L'écrivain namurois Hubert Antoine relate un "irrésistible penchant" dans son troisième roman, le premier chez Grasset
Kitano, étudiant en histoire de l'art, éprouve des sentiments amoureux pour Enea. Vêtue d'une jupe longue en cuir naturel, d'un chandail tricoté et de bottes hautes, son amie aux dents nacrées, étincelantes, ne le laisse pas indifférent. Mais pour Kitano, pas question de lui dévoiler son penchant pour elle de manière directe, il préfère lui déclamer des métaphores subtiles, chargées d'émotions.
L'étudiant de 22 ans a plutôt raison d'être prudent dans ses propos. Enea est déjà la compagne de Max-Igor, le meilleur ami de Kitano. Depuis le collège, lui et ce blond au nez droit, natif d'Irkoutsk, en Sibérie, sont inséparables, unis par des centres d'intérêt commun.
L'amitié du trio risque toutefois de se fissurer en raison de la relation ambiguë entre Kitano et Enea. Et une étrange vente aux enchères à New York va se transformer en un vaste jeu d'échecs.
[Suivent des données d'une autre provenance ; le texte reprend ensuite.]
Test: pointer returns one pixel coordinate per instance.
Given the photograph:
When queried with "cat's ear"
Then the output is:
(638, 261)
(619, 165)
Après Danse de la vie brève (prix Rossel 2016) et Les Formes d'un soupir, l'auteur namurois Hubert Antoine revient avec Un irrésistible penchant. Paru chez Grasset, ce troisième roman aussi drôle que romantique explore le désir et la fragilité d'un triangle amoureux. Interview.
Hubert Antoine, quelle est l'origine de cette histoire d'amitié… et d'amour ?
La genèse de ce livre est une nouvelle écrite, il y a plus de 30 ans, et qui est presque mot pour mot le premier chapitre érotique du roman, avec des bases autobiographiques. J'ai voulu développer cette dizaine de pages en présentant une relation entre trois amis, dont un couple. Les limites entre désir autorisé et amour interdit. La crainte presque paranoïaque d'endommager une amitié plus forte que tout.
Pourquoi le choix de la période post-adolescence, ancrée dans les années 80/90 ?
La nouvelle, qui ressemble comme deux gouttes d'eau au premier chapitre, a été écrite dans les années 90, quand je vivais avenue Reine Astrid, à Namur. Ma fenêtre donnait sur la citadelle. J'avais alors dans la vingtaine. J'ai donc poursuivi cette ambiance. Le roman se déroule sur une semaine de la vie des protagonistes.
Le personnage principal utilise des métaphores pour ne pas exprimer ses sentiments de manière directe. Qu'avez-vous trouvé intéressant dans cette attitude ?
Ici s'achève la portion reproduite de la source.